Once you have some code in use, “in production” as we say, you will likely want to add more features to it. However that takes time and there will be a period where the new features are incomplete or buggy. You don’t want the new code to interfere with the production code until it is ready and conversely you don’t want to lose what you are working on if you have to go back to the production code and make a change to that. This is what branches are for.

The entire code base currently used in production is one branch, usually known as the “master” or “main” branch, while the entire code base including your new feature or bug fix is another branch, sometimes referred to as a feature branch. Git allows you to have any number of branches and to switch between them easily. Once work is complete on a feature branch it is merged into another branch, usually the master branch. The feature branch can then be deleted. The merge process is very sophisticated, operating on all the files in the project and dealing with conflicts where the same file has been changed in the same place on different branches. Git is careful never to lose any changes, even if there are merge conflicts.

Branches are in fact just “pointers” to commits in the git repo and are therefore very lightweight. You should have no qualms about creating branches.
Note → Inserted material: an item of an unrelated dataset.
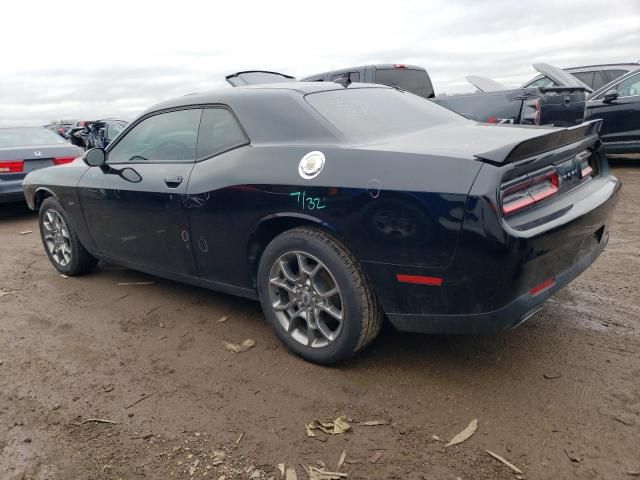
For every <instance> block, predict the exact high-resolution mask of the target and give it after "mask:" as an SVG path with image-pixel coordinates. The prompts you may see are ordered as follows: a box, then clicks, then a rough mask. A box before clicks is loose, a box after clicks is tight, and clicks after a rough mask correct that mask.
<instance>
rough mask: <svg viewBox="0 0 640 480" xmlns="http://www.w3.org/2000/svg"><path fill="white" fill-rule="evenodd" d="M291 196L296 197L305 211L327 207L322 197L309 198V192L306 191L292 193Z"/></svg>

Frequent commits, for example as soon as your tests pass, and developing any new feature on its own branch, or fixing a bug on its own branch, are good habits to develop, even if you work alone. If you code with a team branches are essential.

Using git is a huge subject but start with this tutorial.

Testing frameworks

Testing your code as you write it, preferrably writing tests before you write the code, is a good habit to acquire. Where your tests should be stored, how they are run and how the results are shown is the business of testing frameworks. Whatever language you use, there will be multiple testing frameworks. Also most editors these days integrate with these frameworks so you can run your tests without leaving the editor. You should run your tests very frequently, almost continuously, and certainly before your commit your changes to git.

In our articles we use Python. The language itself has the assert statement which can be used for elementary testing:

assert expected_val == my_func()  # Raises an exception if not True

For more extensive testing we usually separate the tests from the code it is testing by putting the tests in their own files. As the number of test cases grows we need ways to organise them and run a selection of them, usually just for the code we are working on. This is where testing frameworks come in.

Pytest

Pytest looks for all files with names test_*.py or *_test.py, executes the tests it finds there and presents the results in a way that allows you to go straight to the code causing any test failures. Within a test_*.py file you can group tests in a class and you can ask pytest to only run that class. Writing a test is as simple as importing the function under test and writing some assert statements.

Linters

You will quickly get a sense of what well written code looks like. This can be codified into style guides which in turn are used in so-called linters (removing “fluff” from code) which will automatically check your code against a style guide. As with git, many modern editors integrate with linters to highlight style problems in your code as you write it. Many linters can also correct styling deviations for you.

There are literally hundreds of tools for programmers and the more you get into programming the more you use. In future articles we show this in action in both Excel and Python.